Companies and the executives involved in a security incident response are, almost without exception, doing it for the first time and laser focused on “doing the right thing for their customers.” While the motivation to do the right thing as quickly as possible is laudable, that zeal should not be allowed to cloud sound business and legal judgment, leading to rash and unfounded public communications. It is extremely difficult to deal with the volume of incoming information while at the same time developing third-party communications in the face of executives, customers, the press, regulators and adversaries pounding on the table for more information, more quickly. This need to communicate quickly has to be balanced with the threat of after-discovered facts and legal/business downside associated with overly enthusiastic communications.

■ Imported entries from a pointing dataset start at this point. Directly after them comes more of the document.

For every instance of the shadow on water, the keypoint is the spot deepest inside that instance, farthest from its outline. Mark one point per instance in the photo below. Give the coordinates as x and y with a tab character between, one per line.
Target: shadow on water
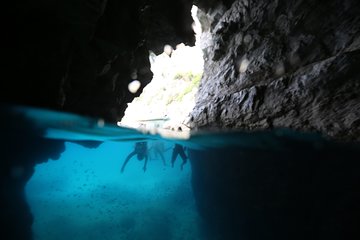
277	184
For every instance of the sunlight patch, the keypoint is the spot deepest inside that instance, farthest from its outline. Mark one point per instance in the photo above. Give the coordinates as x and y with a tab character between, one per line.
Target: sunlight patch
169	98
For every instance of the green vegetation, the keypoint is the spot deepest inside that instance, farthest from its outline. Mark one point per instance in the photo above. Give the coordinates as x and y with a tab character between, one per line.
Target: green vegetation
194	80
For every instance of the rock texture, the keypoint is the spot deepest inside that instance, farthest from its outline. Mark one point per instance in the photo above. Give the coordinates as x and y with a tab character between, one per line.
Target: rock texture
80	55
77	56
281	64
22	146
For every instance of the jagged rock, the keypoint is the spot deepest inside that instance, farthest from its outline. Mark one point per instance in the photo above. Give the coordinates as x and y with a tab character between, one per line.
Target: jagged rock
80	55
281	64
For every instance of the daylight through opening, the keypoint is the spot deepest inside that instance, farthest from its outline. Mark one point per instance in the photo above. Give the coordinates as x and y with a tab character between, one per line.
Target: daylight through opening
169	98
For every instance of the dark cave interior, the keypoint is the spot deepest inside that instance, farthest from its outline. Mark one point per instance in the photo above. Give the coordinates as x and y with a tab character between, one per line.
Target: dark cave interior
80	55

The best means of juggling these competing interests is by practicing the incident response plan and building a team that is experienced in high pressure, high stakes security incident response.
Our clients and prospective clients are rightfully concerned that breach communications will be “lawyered up” or sound “too legalistic.” Experienced counsel and PR advisors should, however, be able to use both legal judgment and solid writing skills to produce communications that tell the story in a customer-friendly way, without at the same time creating problems with ill-timed, unfounded, vague or overly optimistic communications. This is by no means an easy balance to strike, but experienced and skilled practitioners should be able to simultaneously sort through hypertechnical facts of a security incident, identify the resulting business and legal issues, and develop well-crafted public statements that advance your business interests in a customer-friendly manner – all without “sounding like a lawyer.”
This advisory is published by Alston & Bird LLP’s Privacy & Data Security practice area to provide a summary of significant developments to our clients and friends. It is intended to be informational and does not constitute legal advice regarding any specific situation. This material may also be considered attorney advertising under court rules of certain jurisdictions.